Home Podcast Dallas Jenkins on Why ‘The Chosen’ Is Not ‘Adding to Scripture’

Dallas Jenkins on Why ‘The Chosen’ Is Not ‘Adding to Scripture’

“I do believe that God has his hand on it because of the what the response is. If the response was, ‘Oh my gosh, it’s my favorite show, now I have something to watch and oh, good news, I don’t actually need to read my Bible as much because I have “The Chosen”‘—now that would be upsetting. But people are saying over and over again, ‘Thank you. I’m now more engaged with Scripture and with Jesus than ever before.’”

“I used to be someone who struggled with narcissism. I cared about affirmation. It was important to me, and now I really don’t care anymore.”

“I’m not doing this for other people. I’m doing this for God.”

“​​Your Bible has not changed since ‘The Chosen’ came out. I’m not adding to Scripture because this isn’t Scripture.”

“We encourage you to read the Gospels. In many ways, the show is what we would consider plausible fan fiction.”

“If you’re worshiping the portrayal in our show, or if you’re in church worshiping or praying and you’re thinking of the show as worthy of worship, of course, that would be bad. I mean, that’s what the Bible talks about in the Old Testament when it talks about graven images.”

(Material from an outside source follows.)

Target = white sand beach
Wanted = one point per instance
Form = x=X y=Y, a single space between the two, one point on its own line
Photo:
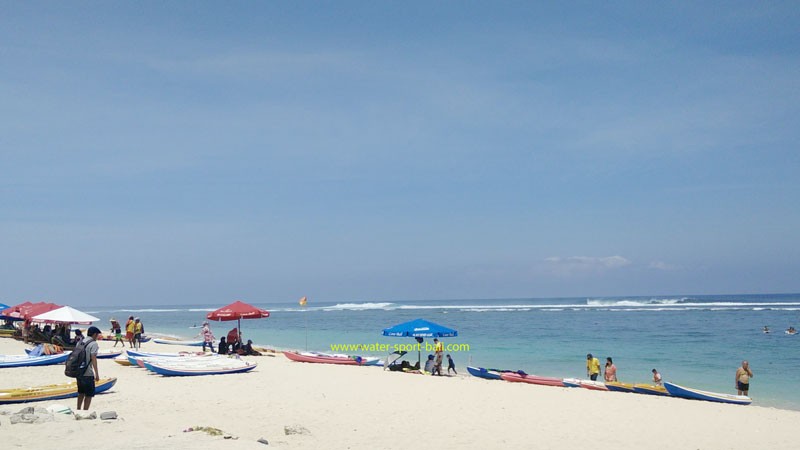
x=364 y=407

“As long as we know what Scripture is and what it isn’t, I think that we’re free to imagine and to think about these people because they were people, human beings, just like we are. And that’s often easily forgotten. We think of them as stained glass windows.”

“I just don’t believe it’s a contradiction of his deity or of his humanity to say that there were times when Jesus didn’t know all things while he was in human form here on Earth.”

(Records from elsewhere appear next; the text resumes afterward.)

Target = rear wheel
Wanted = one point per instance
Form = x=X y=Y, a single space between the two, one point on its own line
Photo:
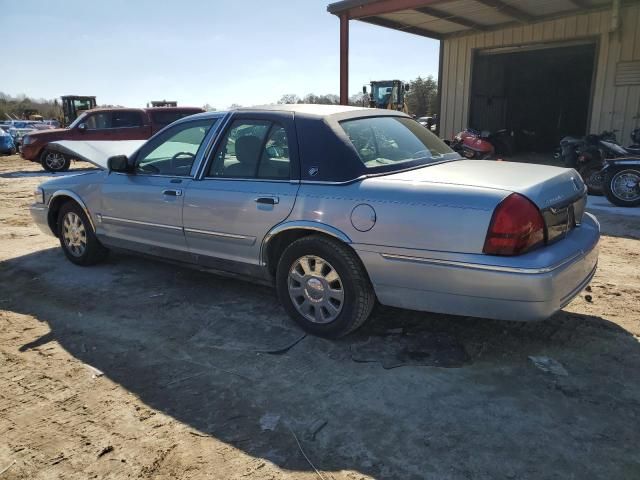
x=622 y=186
x=324 y=287
x=54 y=161
x=77 y=238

“When you’re on ‘The Chosen’ app and you want to see future episodes and seasons and you want us to be able to keep the show free and to translate the show into hundreds of languages, you can donate to the Come and See Foundation.”

“It’s not my job to feed the 5,000, only to provide the loaves and fish. And I do that one thing at a time. I try not to get ahead of myself anymore, but clearly the demand is there. And I would love to continue to tell Jesus stories.”

“I’m not formally associated with the LDS church on any level, and they don’t claim that we’re formally associated with each other.”

“I would say actually more than half of our cast and crew aren’t believers or traditional believers. And so if the LDS church, because of the fact that we use their set or that some of the people who work on our team happen to be LDS—I can’t really control what they may claim or not claim. I put that in God’s hands.”